GDC-0941 inhibited hypoxia/anoxia-induced HIF-1α and HIF-2α expression and HIF activity in thyroid carcinoma cells. Basal (three of four cell lines) and/or hypoxia-induced (four of four) secreted vascular endothelial growth factor was inhibited by GDC-0941, whereas selective HIF targeting predominantly affected hypoxia/anoxia-mediated secretion (P < 0.05-0.0001). Antiproliferative effects of GDC-0941 were more pronounced in PTEN mutant compared with PTEN-restored cells (P < 0.05). Hypoxia increased migration in papillary cells and cell spreading/migration in FTC cells (P < 0.01). GDC-0941 reduced spreading and migration in all O(2) conditions, whereas dnHIF had an impact only on hypoxia-induced migration (P < 0.001). In vivo, GDC-0941 reduced expression of HIF-1α, phospho-AKT, GLUT-1, and lactate dehydrogenase A in FTC xenografts. DnHIF expression and GDC-0941 reduced FTC tumor growth and metastatic lung colonization (P < 0.05).
PI3K plays a prominent role in the metastatic behavior of thyroid carcinoma cells irrespective of O(2) tension and appears upstream of HIF activation. GDC-0941 significantly inhibited the metastatic phenotype, supporting the clinical development of PI3K inhibition in thyroid carcinomas.
磷酸肌醇 3-激酶(PI3K)调节甲状腺癌细胞中的转录因子缺氧诱导因子-1(HIF-1)。这两种途径都与甲状腺癌的侵袭性表型有关。
我们的目的是评估临床 PI3K 抑制剂 GDC-0941 以及 PI3K 和 HIF 的基因抑制对甲状腺癌细胞在体外和体内转移行为的影响。
在各种氧张力[常氧、缺氧(1%和 0.1%O2)和缺氧]下,使用血管内皮生长因子 ELISA、HIF 活性测定、增殖研究、划痕迁移和细胞扩展测定,在一组四种甲状腺癌细胞系(BcPAP、WRO、FTC133 和 8505c)中进行了评估,同时使用 GDC-0941 进行或不进行 GDC-0941。通过过表达磷酸酶和张力蛋白同源物(PTEN)到 PTEN 缺失细胞中,以及使用 HIF-1α 的显性负变体(dnHIF)来实现基因抑制。在体内,用 GDC-0941(口服)处理人增强型绿色荧光蛋白表达滤泡性甲状腺癌(FTC)。通过观察从肺组织培养的增强型绿色荧光蛋白阳性集落来证实自发性肺转移。

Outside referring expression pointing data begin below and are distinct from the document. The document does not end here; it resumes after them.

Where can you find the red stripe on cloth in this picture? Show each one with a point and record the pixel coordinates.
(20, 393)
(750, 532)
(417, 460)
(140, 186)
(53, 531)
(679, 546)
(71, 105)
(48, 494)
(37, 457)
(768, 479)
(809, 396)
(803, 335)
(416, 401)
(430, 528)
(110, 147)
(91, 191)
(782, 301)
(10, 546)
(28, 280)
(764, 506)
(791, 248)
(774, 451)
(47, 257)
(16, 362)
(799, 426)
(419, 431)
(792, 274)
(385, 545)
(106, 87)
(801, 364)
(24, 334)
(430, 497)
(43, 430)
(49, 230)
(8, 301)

GDC-0941 抑制了甲状腺癌细胞中缺氧/缺氧诱导的 HIF-1α 和 HIF-2α 表达和 HIF 活性。GDC-0941 抑制了基础(四种细胞系中的三种)和/或缺氧诱导的(四种细胞系中的四种)分泌的血管内皮生长因子,而选择性 HIF 靶向主要影响缺氧/缺氧介导的分泌(P < 0.05-0.0001)。与 PTEN 恢复细胞相比,GDC-0941 在 PTEN 突变细胞中更显著地抑制了增殖作用(P < 0.05)。缺氧增加了乳头状细胞的迁移和 FTC 细胞的细胞扩展/迁移(P < 0.01)。GDC-0941 减少了所有 O2 条件下的扩展和迁移,而 dnHIF 仅对缺氧诱导的迁移有影响(P < 0.001)。在体内,GDC-0941 降低了 FTC 异种移植物中 HIF-1α、磷酸化 AKT、GLUT-1 和乳酸脱氢酶 A 的表达。dnHIF 表达和 GDC-0941 减少了 FTC 肿瘤的生长和转移性肺定植(P < 0.05)。
PI3K 在甲状腺癌细胞的转移行为中起着突出的作用,而与 O2 张力无关,并且似乎在 HIF 激活的上游。GDC-0941 显著抑制了转移表型,支持甲状腺癌中 PI3K 抑制的临床发展。